Wow! Pride is an incredibly deadly sin. It comes from our basic mindset born into this world. By nature each of us is egocentric, we’re turned in upon ourselves. Even as Christians it’s something we must continue to struggle with until the day we die. What does it look like? Like Uzziah, it shows up as this inability to admit you’re wrong. The fault can’t be mine! It shows up as a know-it-all attitude that doesn’t submit to authority and criticizes others. Uzziah though he knew what was right and how dare someone challenge him! And perhaps pride also shows itself in being overly busy. Yes, Uzziah was talented in many things, but he came to the point where he was going to do everything. Overly busy people tend to think that no one else could do it is as well as I can. That’s pride. Pride is a powerfully destructive force in our relationships with other people. But even worse, it’s a powerfully destructive force in our relationship with God. Uzziah clearly neglected God’s Word. No longer was he listening to God’s Word – if he had, he wouldn’t have disobeyed God’s Word in trying to offer incense in the temple. That’s the root problem of pride. We think we can make it without God and His Word. That’s the key difference. Sometimes it can be easy to mistake pride for faith. Both make someone bold and confident. But here’s the difference: Pride centers on self and what I think I can do, faith centers on God and what HE can do.
Pride goes before destruction. God matched Uzziah’s spiritual condition with his physical condition by striking him with leprosy. How much he deserved God’s wrath, how much each of us deserve God’s wrath for our pride! But notice two small details here. Notice first that it says, “the LORD had afflicted him.” Those words aren’t there by accident. Remember that the name “the LORD” is always used to indicate God as our God full of free and faithful love and grace. The LORD afflicted him. The LORD brought him low. What grace of God to do that! There’s an old saying that says, “When you’re lying on your back, you can only look up.” What’s often God’s intentions in sending pain and suffering? Is it not to stop us and get our attention? We know that whatever God sends to us is not to punish us because our punishment has already been paid for on the cross of Christ. So why would God send us pain and suffering? He does so as a dear Father. He does so to get our attention, to redirect our focus off of ourselves and back on Him.
The other detail that is important not to miss is “Uzziah rested with his fathers.” We’re told that he was buried in a different place than the royal sons of David. He was buried in a field nearby because a leper was considered unclean. But what does “He rested with his fathers” mean? It can’t mean that he was buried with them. Perhaps the most likely way to understand that phrase is that he rested with his fathers Abraham, Isaac, Jacob, David in the heavenly rest after the problems of this life are ended. It seems that God in His grace used this affliction of leprosy to bring Uzziah to a repentant faith that once again relied on God’s strength and not his.

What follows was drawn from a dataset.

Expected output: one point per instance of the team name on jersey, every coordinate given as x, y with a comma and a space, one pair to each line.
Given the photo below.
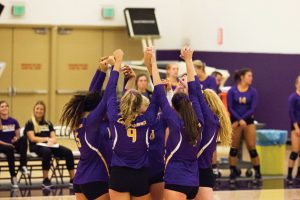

What a contrast between Uzziah and our real King Jesus! Uzziah achieved a lot, he rose high, and wasn’t content in the position that God gave him, he wanted even more, so God brought him low, cut him down and cut him off from people and society. Jesus on the other hand, who is God Himself, did not put His power as God on constant display, rather he put off the constant use of that power, allowed himself to be viewed as a despicable sinner, permitted himself to be cut off from God’s people by becoming a curse in death. He was at the very heights and he willingly went to the depths for our sakes. Why so? So that he could cleanse us from our filthy pride by his ultimate sacrificial love.